I'm trying to change my avatar and I keep getting the message that it is too large;how can I fix this?
Thanks


----------



## Katie H (Jan 13, 2007)

There are some fine computer gurus here who will help you very soon.  Promise.


----------



## amber (Jan 13, 2007)

You'll have to make it smaller.  I would try the FAQ page listed above near where it says USER CP.


----------



## urmaniac13 (Jan 14, 2007)

Your avatar image needs to be pretty small. it needs to be max. of 80x80 pixel OR 32kb, whichever is smaller.  You can resize the pic on either photoshop (if you don't have one you can download the basic free version) or Windows picture manager.


----------



## Shunka (Jan 14, 2007)

I use this program to re-size photos for avatars.
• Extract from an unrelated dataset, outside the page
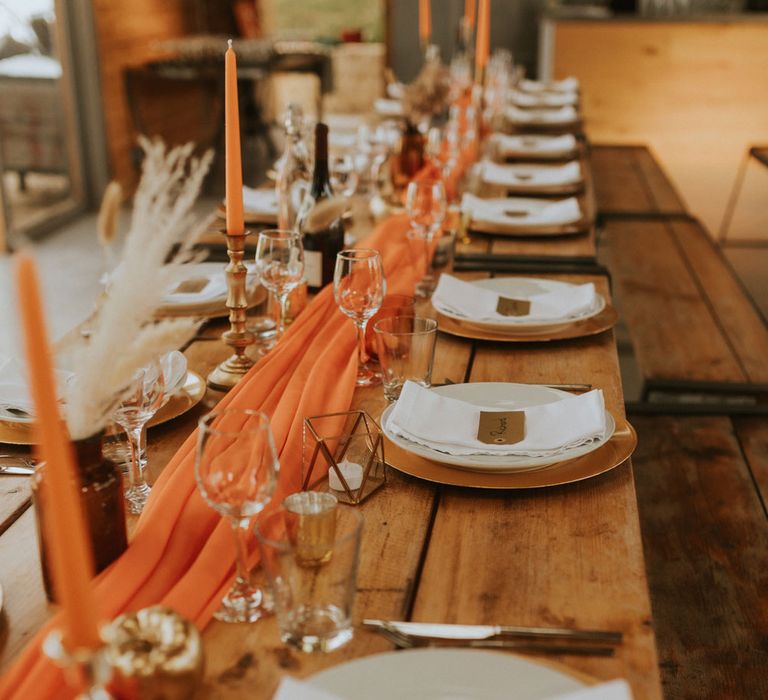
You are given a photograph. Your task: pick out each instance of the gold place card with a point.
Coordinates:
(501, 427)
(513, 307)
Just download it to your computer (it is free); open the program and then follow the simple instructions. Avatar Sizer (free)  Make sure to set the maximum size to the specifications that urmaniac13 said above.


----------



## Sage (Jan 15, 2007)

Thanks so much Shunka. I downloaded Avatar Resizer and it worked.Good way to sart my Monday morning.


----------



## Shunka (Jan 15, 2007)

You are welcome!  I use that program all the time and usually end up using it on other sites for friends that still can't figure it out, lol.


----------



## Alix (Jan 15, 2007)

Sage? Is that you?


----------



## Katie H (Jan 15, 2007)

Sage said:
			
		

> Thanks so much Shunka. I downloaded Avatar Resizer and it worked.Good way to start my Monday morning.



Sage, really like your avatar.  Very retro.  Nice job.


----------



## Sage (Jan 16, 2007)

Alix said:
			
		

> Sage? Is that you?


That is Funny!!!


----------